O lugar é belíssimo, agreste, com visão de 360 graus que abarca as montanhas e os verdes vales da região. Ali, 16 quilômetros à esquerda da BR-282, no interior de Campo Belo do Sul, na Serra catarinense, a vinícola Abreu Garcia começa a encher, neste final de verão, as garrafas que vão fazer a alegria de bebedores de paladar exigente e conhecedores dos vinhos e espumantes de altitude produzidos no Estado. A vinícola fica quase mil metros acima do nível do mar, num local pouco habitado conhecido como Alto Travessão.
Este ano, a vindima – evento que marca o início da colheita das uvas – não ocorreu num local só, mas diluiu-se em vinícolas espalhadas na ampla área da vai de São Joaquim a Água Doce. É uma boa ocasião para reunir os proprietários, amigos, especialistas e convidados, porque é preciso mostrar as parreiras, o processo de fabricação, as características de cada variedade, e também como o enoturismo se tornou um bom negócio nesta parte do Estado.
A Abreu Garcia é pequena na comparação com as vinícolas tradicionais (colheu 70 toneladas de uva e produziu 400 mil garrafas de vinhos e espumantes na safra passada), mas não costuma ter estoques – a produção é totalmente comercializada dentro e fora de Santa Catarina. As visitas contemplam os parreirais, a cantina, o laboratório, a capela e o sítio arqueológico, além de degustações e da harmonização com boa comida. A safra deste ano é de alta qualidade, de acordo com o Jean Pierre Rosier, um dos enólogos da vinícola, por causa de “índices de maturação raramente verificados”.

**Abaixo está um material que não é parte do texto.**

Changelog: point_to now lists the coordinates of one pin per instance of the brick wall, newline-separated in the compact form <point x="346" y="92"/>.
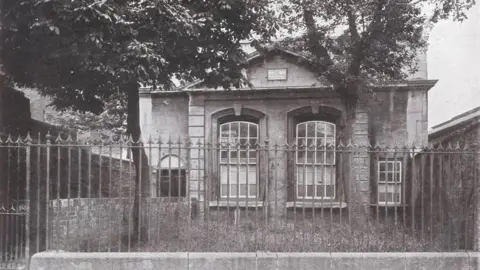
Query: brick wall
<point x="103" y="224"/>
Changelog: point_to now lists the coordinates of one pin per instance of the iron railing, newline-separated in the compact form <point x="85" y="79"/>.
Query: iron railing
<point x="240" y="197"/>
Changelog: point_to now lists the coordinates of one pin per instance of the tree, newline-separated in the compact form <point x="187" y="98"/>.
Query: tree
<point x="82" y="52"/>
<point x="354" y="44"/>
<point x="112" y="120"/>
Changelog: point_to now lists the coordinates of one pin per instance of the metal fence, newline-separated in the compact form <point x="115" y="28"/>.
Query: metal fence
<point x="243" y="196"/>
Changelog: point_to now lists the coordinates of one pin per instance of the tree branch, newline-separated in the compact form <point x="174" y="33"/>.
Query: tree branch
<point x="323" y="59"/>
<point x="361" y="43"/>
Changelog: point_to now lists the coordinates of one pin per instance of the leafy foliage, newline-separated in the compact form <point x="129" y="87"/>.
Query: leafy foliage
<point x="81" y="52"/>
<point x="358" y="42"/>
<point x="113" y="119"/>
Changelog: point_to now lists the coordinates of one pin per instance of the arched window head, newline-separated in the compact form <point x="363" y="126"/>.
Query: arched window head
<point x="315" y="159"/>
<point x="171" y="162"/>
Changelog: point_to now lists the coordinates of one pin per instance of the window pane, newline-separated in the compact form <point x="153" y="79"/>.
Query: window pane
<point x="381" y="166"/>
<point x="320" y="190"/>
<point x="234" y="129"/>
<point x="330" y="191"/>
<point x="330" y="142"/>
<point x="224" y="189"/>
<point x="301" y="143"/>
<point x="320" y="129"/>
<point x="310" y="129"/>
<point x="233" y="155"/>
<point x="224" y="156"/>
<point x="301" y="191"/>
<point x="224" y="132"/>
<point x="243" y="190"/>
<point x="305" y="175"/>
<point x="326" y="175"/>
<point x="330" y="130"/>
<point x="253" y="131"/>
<point x="321" y="143"/>
<point x="398" y="179"/>
<point x="320" y="157"/>
<point x="233" y="189"/>
<point x="382" y="177"/>
<point x="253" y="156"/>
<point x="253" y="190"/>
<point x="381" y="197"/>
<point x="390" y="166"/>
<point x="330" y="156"/>
<point x="398" y="166"/>
<point x="243" y="143"/>
<point x="309" y="190"/>
<point x="310" y="155"/>
<point x="301" y="130"/>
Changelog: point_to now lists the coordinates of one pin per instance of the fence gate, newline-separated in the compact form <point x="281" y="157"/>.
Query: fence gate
<point x="13" y="205"/>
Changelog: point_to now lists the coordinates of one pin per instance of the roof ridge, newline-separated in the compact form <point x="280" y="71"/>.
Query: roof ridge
<point x="457" y="117"/>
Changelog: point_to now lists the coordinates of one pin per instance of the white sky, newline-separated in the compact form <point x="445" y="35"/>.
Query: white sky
<point x="453" y="58"/>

Em dez hectares de uma propriedade que começou com a criação de gado pelo oftalmologista Ernani Luiz Garcia, as uvas resultam em garrafas de malbec, cabernet, merlot, pinot noir – este, responsável por quase 25% da produção – e espumantes. Mesmo perdendo com a entrada, muitas vezes por contrabando, do produto chileno e argentino, e pagando 57% de impostos, os vinhos de altitude de Santa Catarina conquistaram seu espaço no mercado nacional. “Já joguei fora três mil garrafas porque a qualidade do lote não era boa”, conta Ernani, denunciando o nível de exigência com o produto destinado ao varejo.
Lugar mágico com vestígios do passado
Nascido em Biguaçu e com clínica em Florianópolis, Ernani Garcia adquiriu terras na Serra para driblar o estresse da profissão e da cidade grande. Com ajuda de técnicos do curso de agronomia da UFSC (Universidade Federal de Santa Catarina), fez o manejo rotacional e soube que o sol abundante e o clima seco recomendavam uma experiência com vinhedos. Assim, a partir de 2006, juntou duas vocações dos campos elevados da região e passou a trabalhar com uma combinação perfeita – “carne nobre e vinho fino”, como ele próprio destaca.

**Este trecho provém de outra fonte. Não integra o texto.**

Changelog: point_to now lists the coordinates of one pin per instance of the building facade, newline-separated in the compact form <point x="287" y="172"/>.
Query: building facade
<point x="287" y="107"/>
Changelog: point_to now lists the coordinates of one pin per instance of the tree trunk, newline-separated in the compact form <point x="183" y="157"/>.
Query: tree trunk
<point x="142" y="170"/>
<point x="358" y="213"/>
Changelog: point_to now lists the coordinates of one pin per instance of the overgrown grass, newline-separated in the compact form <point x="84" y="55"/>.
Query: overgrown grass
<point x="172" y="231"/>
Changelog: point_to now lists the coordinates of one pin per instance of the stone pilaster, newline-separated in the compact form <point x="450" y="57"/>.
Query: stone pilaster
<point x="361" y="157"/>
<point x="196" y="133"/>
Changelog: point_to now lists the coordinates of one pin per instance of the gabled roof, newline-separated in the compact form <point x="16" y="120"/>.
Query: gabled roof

No auge da colheita, é possível processar dois mil quilos de uva por dia, num ritual que é ao mesmo tempo artesanal e tecnológico, pelo volume manipulado e em vista da sofisticação dos equipamentos utilizados na vinificação. Contudo, o ambiente a meticulosidade do trabalho são fundamentais. “Um bom produto depende da delicadeza dos taninos e da jovialidade do vinho”, explica Ernani, que já teve seus cabernet, merlot e chardonnay premiados em concursos nacionais e internacionais.

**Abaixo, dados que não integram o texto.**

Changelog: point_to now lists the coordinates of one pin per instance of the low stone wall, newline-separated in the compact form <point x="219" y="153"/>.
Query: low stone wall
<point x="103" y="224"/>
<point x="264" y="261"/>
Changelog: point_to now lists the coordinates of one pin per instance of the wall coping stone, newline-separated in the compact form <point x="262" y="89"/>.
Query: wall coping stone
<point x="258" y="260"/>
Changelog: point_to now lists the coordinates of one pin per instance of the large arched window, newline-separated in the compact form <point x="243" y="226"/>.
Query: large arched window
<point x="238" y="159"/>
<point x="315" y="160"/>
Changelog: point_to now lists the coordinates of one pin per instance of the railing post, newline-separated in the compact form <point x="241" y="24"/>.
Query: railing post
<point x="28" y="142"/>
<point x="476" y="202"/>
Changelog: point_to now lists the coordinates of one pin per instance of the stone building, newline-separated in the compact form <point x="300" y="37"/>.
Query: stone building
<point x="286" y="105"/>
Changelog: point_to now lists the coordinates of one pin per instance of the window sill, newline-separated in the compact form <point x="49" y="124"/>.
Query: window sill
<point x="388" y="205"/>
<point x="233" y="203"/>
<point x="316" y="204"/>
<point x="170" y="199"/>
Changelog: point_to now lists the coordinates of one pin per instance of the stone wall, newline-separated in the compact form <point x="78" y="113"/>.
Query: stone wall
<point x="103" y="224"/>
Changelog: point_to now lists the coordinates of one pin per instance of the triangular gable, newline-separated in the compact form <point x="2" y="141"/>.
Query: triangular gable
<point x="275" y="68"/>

A Abreu Garcia tem como atração extra um sítio arqueológico na parte mais alta da propriedade que contém remanescentes de um danceiro indígena de 42 metros de diâmetro onde foram encontrados resquícios de ossadas datadas dos séculos 13 a 17. Outro diferencial é uma capela construída de pedra e madeira e localizada no mesmo platô onde já foram feitos batizados, casamentos e ensaios fotográficos. A Abreu Garcia também dispõe de uma loja com espaço gourmet na Capital, na rua Alves de Brito, 209.